The GC Library takes this issue seriously — in fact, so seriously that last spring we co-hosted “Share It Now or Save It For Later: Making Choices about Dissertations and Publishing,” an event that tackled the question of whether making a dissertation open access affects the author’s ability to publish the work as a book. For background information and relevant readings, see the handout distributed at the event.
Below are highlights from the speakers’ remarks:
Jill Cirasella (Associate Librarian for Public Services and Scholarly Communications at the Graduate Center) introduced the moderator and co-sponsors.
Polly Thistlethwaite (Chief Librarian of the Graduate Center and moderator of the event) provided some context for the conversation, discussing student anxieties about releasing dissertations and announcing the arrival of the GC’s institutional repository.
Kathleen Fitzpatrick (Director of Scholarly Communication, Modern Language Association) discussed the difficulty of deciding what to do with a dissertation at “a moment of peak anxiety” but argued that “the thing that’s deposited might get somebody started being interested in the question that you’re working on, but it doesn’t detract from the desirability of that final, really polished well-thought-through project [i.e., a book based on the dissertation].”
Philip Leventhal (Editor for Literary Studies, Journalism, and U.S. History, Columbia University Press) discussed the economics of publishing authors’ first books and analyzed the differences between a dissertation and a first book. He described what he looks for in proposals for first books and concurred with Kathleen that a dissertation-based book is a “different entity” from the dissertation itself. Students and advisers will likely be comforted by his statement that “[i]n my time at Columbia, it’s never come up that we’ve decided not to publish a book because it was available online.”
Jerome Singerman (Senior Humanities Editor, University of Pennsylvania Press) sided with the embargo. He reminded the audience that university presses are subject to market forces, summarized historical changes in library purchasing patterns, and argued that the market for a dissertation-based book is smaller if the dissertation is available open access. He also discussed the role of approval plans in library book acquisitions. (For a contrasting picture of how dissertations factor into approval plans, see the reprinted message from Michael Zeoli from YBP, aka Yankee Book Peddler.)
Gregory Donovan (Assistant Professor, Sociology and Urban Studies, Saint Peter’s University [now Assistant Professor of Communication and Media Studies at Fordham University] and Graduate Center alumnus) discussed why and how he made his dissertation open access. He began with a reminder that a graduate’s first goal is getting a job, which requires getting your name and your work known — which is facilitated by making your work open access. (Please note that the Graduate Center has deactivated the ProQuest paid open access option that Gregory referred to. Students now make their dissertation open access simply by choosing not to embargo it in Academic Works.)
Colleen Eren (Assistant Professor, Criminal Justice, LaGuardia Community College and Graduate Center alumna) reported that the fact that she embargoed her dissertation did not, in the end, affect the interest of publishers in her work.
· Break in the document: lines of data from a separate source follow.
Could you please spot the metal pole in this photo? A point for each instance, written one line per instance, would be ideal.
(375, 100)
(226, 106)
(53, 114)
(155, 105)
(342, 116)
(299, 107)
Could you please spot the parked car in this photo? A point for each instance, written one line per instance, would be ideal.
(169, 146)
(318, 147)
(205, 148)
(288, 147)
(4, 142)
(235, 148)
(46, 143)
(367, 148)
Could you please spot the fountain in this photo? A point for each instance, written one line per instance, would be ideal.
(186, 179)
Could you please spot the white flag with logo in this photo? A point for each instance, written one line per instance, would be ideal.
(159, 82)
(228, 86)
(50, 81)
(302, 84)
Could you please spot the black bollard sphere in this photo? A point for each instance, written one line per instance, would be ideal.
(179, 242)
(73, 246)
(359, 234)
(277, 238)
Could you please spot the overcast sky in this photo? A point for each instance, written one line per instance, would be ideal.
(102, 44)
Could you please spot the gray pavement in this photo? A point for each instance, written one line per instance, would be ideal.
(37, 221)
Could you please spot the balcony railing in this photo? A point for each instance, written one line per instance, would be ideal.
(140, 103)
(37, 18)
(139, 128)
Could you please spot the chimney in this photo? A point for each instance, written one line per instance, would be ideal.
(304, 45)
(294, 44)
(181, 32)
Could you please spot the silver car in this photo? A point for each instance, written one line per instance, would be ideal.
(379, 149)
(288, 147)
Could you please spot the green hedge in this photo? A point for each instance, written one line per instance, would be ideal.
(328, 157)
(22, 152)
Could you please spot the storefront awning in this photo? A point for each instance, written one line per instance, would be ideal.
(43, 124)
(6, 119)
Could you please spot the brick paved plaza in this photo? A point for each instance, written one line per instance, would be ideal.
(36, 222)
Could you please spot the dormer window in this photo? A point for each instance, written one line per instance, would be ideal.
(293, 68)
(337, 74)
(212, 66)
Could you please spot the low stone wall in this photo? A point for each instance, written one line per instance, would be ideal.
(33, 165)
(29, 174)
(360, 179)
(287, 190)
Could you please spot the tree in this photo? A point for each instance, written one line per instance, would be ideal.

Her closing line summarized the view of most of the panel: “[t]he lesson of my experience is that perhaps embargoing is not as big a deal as it’s being blown up to be because the final product that you’re going to negotiate with the editor is going to be so vastly different that it perhaps won’t make that much of a difference.”
Since there is at least one “publisher” that specializes in publishing dissertations as is, with few if any editing, that would probably be the only publisher that would have a problem if the dissertation was not embargoed. However, the advice of many is to avoid that publisher.